【完結】捨てられた男爵令嬢は騎士を目指す2〜従騎士になったら王子殿下がめちゃくちゃ甘いんですが?
わたしはぷかぷかと浮かんでいた。水のなかで揺蕩い、そのまま流されてもいいかなと思うくらい心地よい。たぶん夢の中だな、とぼんやり自覚していた。
『ミリュエール』
「あ…」
キラキラと輝く水面の上で、仔馬が姿を現した。その瞬間、しゃらんと音が響く。澄んだ懐かしいその音は、ユニコーンが現れる時と同じ響きだった。
『ミリュエール…ありがとう。ボクが認められた…だから、ボク母さんと一緒にいられるよ』
まだ幼いからか、仔馬の言葉は端的だ。でもたぶん、仔馬が言いたいことは理解できる。
“認められた”……というのは、たぶん仔馬の存在が公表されたんだろう。すでに相談しておいたアスター王子が動いてくれたに違いない。
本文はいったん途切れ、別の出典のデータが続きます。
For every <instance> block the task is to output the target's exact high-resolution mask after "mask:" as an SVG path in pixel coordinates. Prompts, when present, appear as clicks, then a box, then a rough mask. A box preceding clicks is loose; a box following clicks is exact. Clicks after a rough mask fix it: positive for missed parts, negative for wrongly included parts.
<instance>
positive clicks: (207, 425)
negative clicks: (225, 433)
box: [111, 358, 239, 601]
でも、やっぱりわたしは仔馬に謝罪をしておきたかった。
「そうなんだ…よかった。今まで寂しい思いをさせてごめんなさい」
“いいよ。ボク、嬉しいんだ。ミリュエールがボクたちのために戦ってくれたもの。それに、ボクはみんな知ってる…母さんと父さんのために、どれだけ頑張ってきたか…だから”
仔馬は白い身体をこちらへ向けて、首をかしげる。
顔がミニアクアそのもの。あああ…なんかかわいいんですが。
『ミリュエール、ボクに、名前をちょうだい』
意外な仔馬の要求に、え?と一瞬戸惑った。
「え、わたしでいいの?」
『ウン。ミリュエールでなきゃ嫌だ。ボクの母さんの母さんだもの』
母さんの母さんって…おばあちゃんみたいなものか。まだ15歳なんですが…。